Washington monument at Mt. Vernon in Baltimore, Maryland, circa noon. Quality of the shots improves as the day goes on.

After the coffee break, I met up with Evan Mata and we caught up on school life, travel stories, and I finally got my oyster fix. Two key takeaways from our lunch were as follows: (1) we both wish we took more math courses in college (and in fact this appears to be a common trend for many of my college friends), and (2) Maryland oysters are still delicious, albeit not as cheap as I remembered.

After the lunch I made it back to the hotel where I finally could check in and catch my breath before the opening keynotes for the ASM NGS 2022. Besides the keynotes, and a brief chat over dinner the first day was not jam packed with activities, so I was able to crash early and catch up on some of the sleep that I missed due to the early flight.

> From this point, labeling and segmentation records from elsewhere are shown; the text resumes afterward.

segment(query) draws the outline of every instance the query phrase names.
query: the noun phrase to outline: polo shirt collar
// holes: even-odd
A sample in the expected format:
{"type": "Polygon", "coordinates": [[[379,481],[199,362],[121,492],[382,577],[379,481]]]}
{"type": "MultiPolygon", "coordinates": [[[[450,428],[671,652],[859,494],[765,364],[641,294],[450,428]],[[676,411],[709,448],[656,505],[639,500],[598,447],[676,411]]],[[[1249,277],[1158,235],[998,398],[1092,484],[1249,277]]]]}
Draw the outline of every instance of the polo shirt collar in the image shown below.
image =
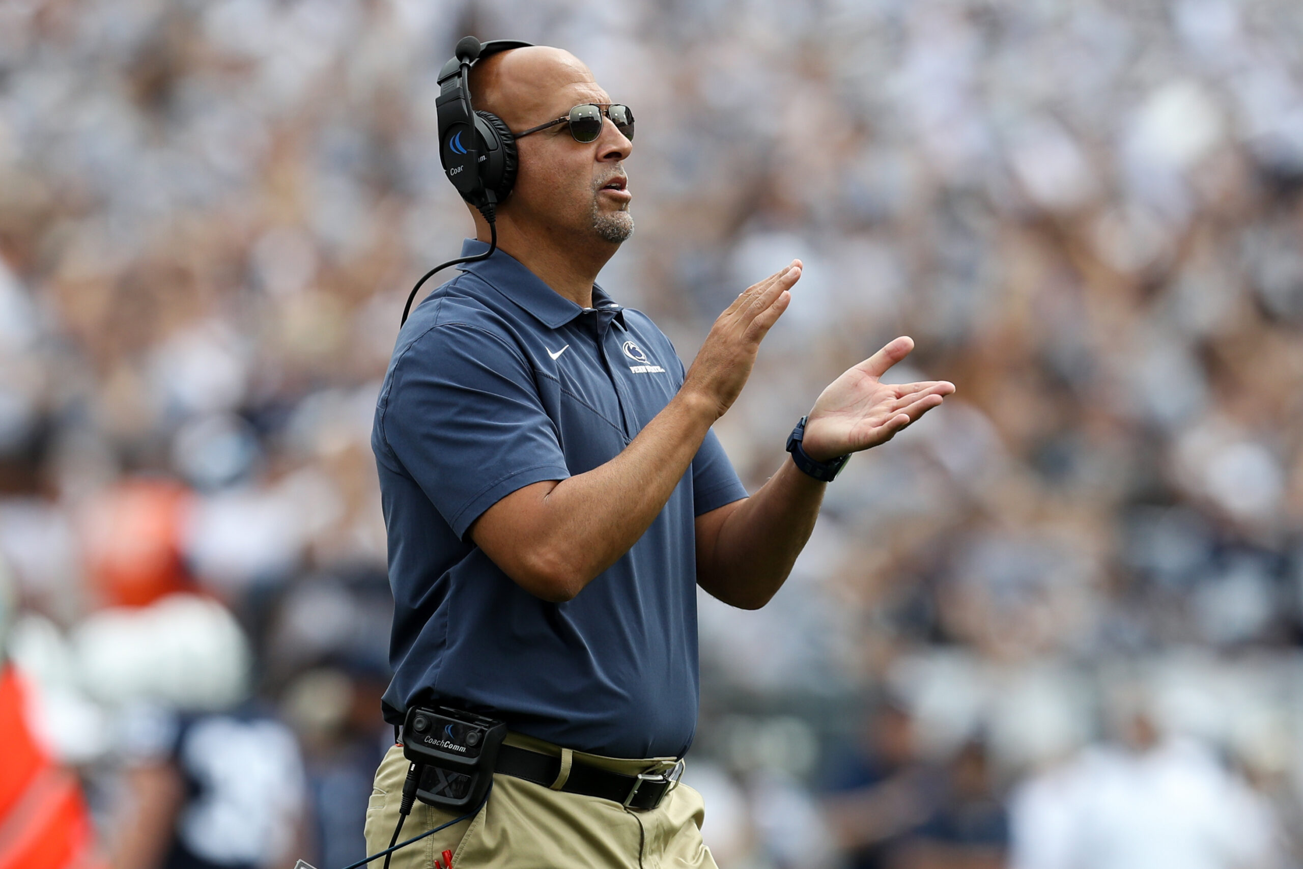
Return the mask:
{"type": "MultiPolygon", "coordinates": [[[[489,250],[489,245],[476,238],[466,238],[461,242],[461,255],[474,257],[489,250]]],[[[566,298],[555,289],[539,280],[538,275],[525,268],[525,266],[499,249],[493,251],[487,259],[464,263],[461,271],[469,271],[512,302],[534,315],[547,328],[559,328],[584,313],[584,309],[566,298]]],[[[624,309],[611,301],[597,284],[593,284],[593,307],[599,311],[610,311],[622,323],[624,322],[624,309]]]]}

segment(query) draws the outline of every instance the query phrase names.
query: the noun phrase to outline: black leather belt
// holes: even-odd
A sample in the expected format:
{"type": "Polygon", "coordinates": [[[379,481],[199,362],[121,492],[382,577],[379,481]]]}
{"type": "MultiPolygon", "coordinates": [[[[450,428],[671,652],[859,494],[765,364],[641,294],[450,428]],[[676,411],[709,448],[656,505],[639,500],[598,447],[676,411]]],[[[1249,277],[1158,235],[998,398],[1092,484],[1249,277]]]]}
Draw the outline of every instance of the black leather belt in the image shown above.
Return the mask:
{"type": "MultiPolygon", "coordinates": [[[[534,784],[551,787],[562,771],[562,758],[515,745],[503,745],[498,749],[495,770],[534,784]]],[[[679,783],[680,775],[683,775],[683,761],[663,773],[624,775],[576,760],[571,763],[569,776],[560,790],[566,793],[582,793],[611,800],[628,809],[645,810],[661,805],[665,795],[679,783]]]]}

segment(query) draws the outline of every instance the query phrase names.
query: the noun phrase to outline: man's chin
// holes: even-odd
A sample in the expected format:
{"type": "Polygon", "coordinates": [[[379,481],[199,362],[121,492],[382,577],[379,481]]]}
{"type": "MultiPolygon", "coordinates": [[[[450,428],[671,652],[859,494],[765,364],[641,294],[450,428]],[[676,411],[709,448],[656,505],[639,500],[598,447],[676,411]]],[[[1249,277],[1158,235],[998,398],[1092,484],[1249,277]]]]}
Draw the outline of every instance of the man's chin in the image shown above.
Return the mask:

Next day I attended a series of the talks in the morning, after which I headed for the University of Maryland, College Park. UMD campus is quite expansive, and in some strange way it reminded me of the University of Tennessee in Knoxville. The computer science building at UMD is quite impressive both in size and design, and many offices tend to have nice floor to ceiling windows, which is an awesome touch. I did not have too much time to explore the campus, as the visit was relatively tightly packed with meetings, and as soon as those were wrapped up I headed back to Baltimore.

E. A. Fernandez IDEA Factory on the University of Maryland College Park campus. The only shot I took at the UMD campus (sadly, since the campus is quite pretty IMHO).

Although, I unfortunately missed most of the afternoon talks on the first day, I still managed to catch the poster session. In general, I am a big fan of poster sessions. The main benefit of a poster (as opposed to a talk) is the ability to ask a multitude of questions about the nitty-gritty details of the work without feeling guilty of encroaching on other people’s time. I found a good number of quite interesting posters relating to SARS-CoV-2, bacteria and horizontal gene transfer, and even a poster on a speed up for neighbor-joining algorithm. After the poster session I briefly caught up with Mike Nute over dinner which importantly included a crab cake (another checklist food item for me on this trip).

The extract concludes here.